St. Petersburg's Alexandrinsky Theatre is opening its 247th season on Monday.
For the theatre's leading actors, the season begins with a trip to the Sts. Peter and Paul's Cathedral, where they are to lay red roses to the grave of Empress Elizabeth I, the one who singed, back in 1755, a decree to form a dramatic troupe, and white roses to the grave of Empress Alexandra Fyodorovna, who gave her name to the theatre in the year 1837.

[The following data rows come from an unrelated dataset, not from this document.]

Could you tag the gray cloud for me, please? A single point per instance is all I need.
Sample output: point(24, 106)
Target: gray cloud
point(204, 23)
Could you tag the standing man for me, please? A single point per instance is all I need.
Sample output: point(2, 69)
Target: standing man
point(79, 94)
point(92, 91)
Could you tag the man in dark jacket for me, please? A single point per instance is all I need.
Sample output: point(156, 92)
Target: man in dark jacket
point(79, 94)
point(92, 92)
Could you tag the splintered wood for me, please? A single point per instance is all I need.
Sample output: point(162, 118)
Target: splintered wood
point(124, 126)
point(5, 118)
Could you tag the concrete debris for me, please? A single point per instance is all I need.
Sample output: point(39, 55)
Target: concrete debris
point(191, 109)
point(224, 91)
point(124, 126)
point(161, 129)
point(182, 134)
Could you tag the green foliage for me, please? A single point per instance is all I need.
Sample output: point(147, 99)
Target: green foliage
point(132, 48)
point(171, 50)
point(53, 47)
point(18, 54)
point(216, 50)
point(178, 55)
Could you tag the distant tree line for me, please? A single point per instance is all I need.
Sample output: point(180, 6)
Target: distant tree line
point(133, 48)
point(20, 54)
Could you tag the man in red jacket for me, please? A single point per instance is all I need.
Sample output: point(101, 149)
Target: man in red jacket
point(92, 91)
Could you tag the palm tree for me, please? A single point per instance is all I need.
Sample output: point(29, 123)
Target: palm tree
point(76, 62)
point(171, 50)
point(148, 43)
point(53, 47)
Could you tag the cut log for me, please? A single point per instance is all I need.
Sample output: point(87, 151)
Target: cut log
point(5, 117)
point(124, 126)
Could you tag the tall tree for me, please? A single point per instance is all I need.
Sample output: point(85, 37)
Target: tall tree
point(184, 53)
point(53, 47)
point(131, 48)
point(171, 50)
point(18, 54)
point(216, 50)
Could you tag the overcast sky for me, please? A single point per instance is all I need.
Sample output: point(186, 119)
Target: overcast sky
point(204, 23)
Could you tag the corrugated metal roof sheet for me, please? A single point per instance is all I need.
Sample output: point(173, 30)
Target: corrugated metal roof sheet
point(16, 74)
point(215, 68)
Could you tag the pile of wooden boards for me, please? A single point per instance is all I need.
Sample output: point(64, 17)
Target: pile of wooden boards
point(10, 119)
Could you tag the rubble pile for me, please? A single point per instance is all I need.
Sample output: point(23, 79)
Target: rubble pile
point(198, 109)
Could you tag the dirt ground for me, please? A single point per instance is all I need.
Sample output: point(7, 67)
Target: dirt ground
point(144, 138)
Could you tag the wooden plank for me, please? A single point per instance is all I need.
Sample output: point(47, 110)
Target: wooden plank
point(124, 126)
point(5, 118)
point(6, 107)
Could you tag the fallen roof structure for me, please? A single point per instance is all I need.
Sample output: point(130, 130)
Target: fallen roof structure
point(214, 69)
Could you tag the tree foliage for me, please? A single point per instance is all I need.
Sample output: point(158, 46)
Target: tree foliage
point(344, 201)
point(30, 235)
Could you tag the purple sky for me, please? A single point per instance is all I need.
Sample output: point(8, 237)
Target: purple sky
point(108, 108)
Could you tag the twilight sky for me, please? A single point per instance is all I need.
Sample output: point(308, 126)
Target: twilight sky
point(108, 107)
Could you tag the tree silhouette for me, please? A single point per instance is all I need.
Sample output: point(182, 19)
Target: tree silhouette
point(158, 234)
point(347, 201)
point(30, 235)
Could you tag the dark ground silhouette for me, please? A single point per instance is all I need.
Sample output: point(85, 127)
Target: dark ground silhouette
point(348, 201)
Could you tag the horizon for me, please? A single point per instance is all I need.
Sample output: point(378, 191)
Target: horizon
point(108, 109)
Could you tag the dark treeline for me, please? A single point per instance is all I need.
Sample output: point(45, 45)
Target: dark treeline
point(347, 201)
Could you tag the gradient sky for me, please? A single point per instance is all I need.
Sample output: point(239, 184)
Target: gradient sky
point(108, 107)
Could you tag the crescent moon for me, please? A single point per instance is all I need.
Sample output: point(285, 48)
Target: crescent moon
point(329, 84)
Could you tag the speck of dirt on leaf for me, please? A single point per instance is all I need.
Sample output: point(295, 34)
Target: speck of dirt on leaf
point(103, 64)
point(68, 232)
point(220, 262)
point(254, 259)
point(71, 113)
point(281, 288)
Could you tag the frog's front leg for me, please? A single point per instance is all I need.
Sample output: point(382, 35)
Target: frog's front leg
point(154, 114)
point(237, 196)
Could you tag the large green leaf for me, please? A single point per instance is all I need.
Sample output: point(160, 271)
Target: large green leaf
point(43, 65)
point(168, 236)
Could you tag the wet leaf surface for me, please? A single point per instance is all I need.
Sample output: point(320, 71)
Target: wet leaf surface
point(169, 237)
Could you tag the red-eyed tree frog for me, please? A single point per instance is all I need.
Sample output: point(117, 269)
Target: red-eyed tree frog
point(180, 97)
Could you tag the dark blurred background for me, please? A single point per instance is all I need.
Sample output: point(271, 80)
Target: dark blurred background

At midday sharp, the troupe gathers in the theatre's Royal Foyer to listen to the theatre's agenda for the current season being read out loud in the presence of Russia's Culture Minister Mikhail Shvydkoi and St. Petersburg Governor Vladimir Yakovlev.
Professor Alexander Chepurov, who heads the literary section at the Alexandrinsky Theatre, told the following. The opening ritual was established five years ago. However, this time the tradition will be broken. The matter is that each new season was opened on August 30th, the theatre's birthday /it was on that day that Elizabeth I decreed to set up a theatre/. This year, the season begins earlier because the famous Russian producer Valery Fokin is about to start rehearsing Gogol's "The Inspector-General." The play, which the actors will rehearse beginning August 5th, is the first item in a program called "From Traditionalism to New Theatre" as drawn up by specialists from Russia's eldest state-owned theatre, the Alexandrinsky, and from Moscow's Vsevolod Meyerhold Center of Culture and Performing Arts.
According to Chepurov, the program consists of five plays that will be staged between 2002 and 2006. Apart from "The Inspector-General," the theatre will stage Sukhovo-Kobylin's "The Death of Tarelkin," Chekhov's "The Seagull," Tolstoi's "The Living Corpse," and Pushkin's "The Little Tragedies." Each of the plays mentioned had once debuted on the stage of the Alexandrinsky and became part of the classical repertoire of many Russian theatres.
Each play will be staged by Europe's best producers.